- TOC {:toc}
Project Title
Whole-brain molecular axes encoding relative spatial location in the human brain
Brief Project Description
There is strong evidence for large-scale genomic gradients helping to organize the spatial distribution of function in the brain, but this topic is very difficult to study in humans. We use PLS to define spatial gradients of gene expression in the adult human brain, and we explore how these gradients emerge of ontogeny and phylogeny, how they relate to topological brain features, how they may influence different traits, and what their relationship is to cell fate.
Project Lead(s)
Jacob W Vogel
Faculty Lead(s)
Theodore Satterthwaite; Jakob Seidlitz
Analytic Replicator
Maxwell Bertolero
Collaborators
Aaron Alexander-Bloch, Konrad Wagstyl, Ross Markello, Adam Pines, Valerie J Sydnor, Alexandr Diaz-Papkovich, Justine Hansen, Alan C Evans, Boris Bernhardt, Bratislav Misic
Project Start Date
October 2018
Current Project Status
Manuscript accepted at PNAS
Dataset
Primary: Allen Human Brain Atlas
Secondary: Brainspan, GTEx, PSYCHEncode Primate/Human
Github repo
https://github.com/PennLINC/Vogel_PLS_Tx-Space
Path to data on filesystem
n/a
Slack Channel
n/a
Trello board
https://trello.com/c/Ut7atlyO/27-pls-gene-expression-project
Google Drive Folder
https://drive.google.com/drive/folders/1fOZRjUR3lyKsENMgG05WNAaJY26l6ham?usp=sharing
Zotero library
None –> Paperpile used
Current work products
OHBM 2020 presentation –> https://www.humanbrainmapping.org/files/2020/ORAL_SESSION_Modeling_and_Analysis_Multivariate_multimodal_analysis.pdf
OHBM 2022 presentation –> https://www.humanbrainmapping.org/files/2022/Oral%20Sessions/Imaging_Genetics_Mapping_the_Effects_of_Genetic_and_Transcriptional_Variation_on_the_Brain.pdf
Preprint –> https://www.biorxiv.org/content/10.1101/2022.09.18.508425v1
Published manuscript –> Waiting for DOI…
Code documentation
Every single aspect of preprocessing, sample selection, analysis, plotting, etc has be thoroughly documented and annotated within 9 Jupyter notebooks, which can be found in the Git repo.
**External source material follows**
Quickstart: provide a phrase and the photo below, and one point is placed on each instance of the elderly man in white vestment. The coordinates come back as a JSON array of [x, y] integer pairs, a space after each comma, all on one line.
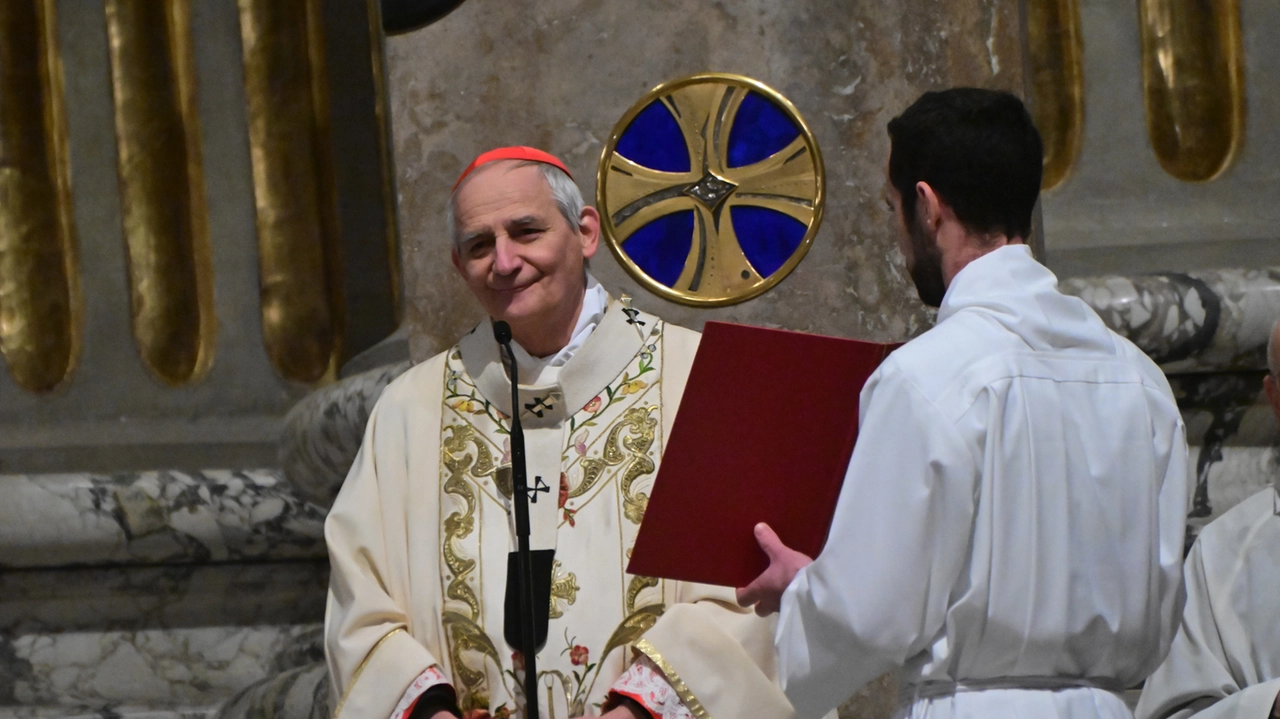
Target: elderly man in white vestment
[[1011, 522], [1225, 660], [420, 534]]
These can be run in order (most importantly the first 3 notebooks), and all data and code necessary to execute them is avaialble within the repo or instructions are given on how to download necessary data from public repositories. Instructions for cloning python environment are provided in the documentation on the github repo. Since all of these analyses are based on public data, reproducing my environment, following the instructions and running the notebook should be sufficient for completely reproducing every aspect of the manuscript.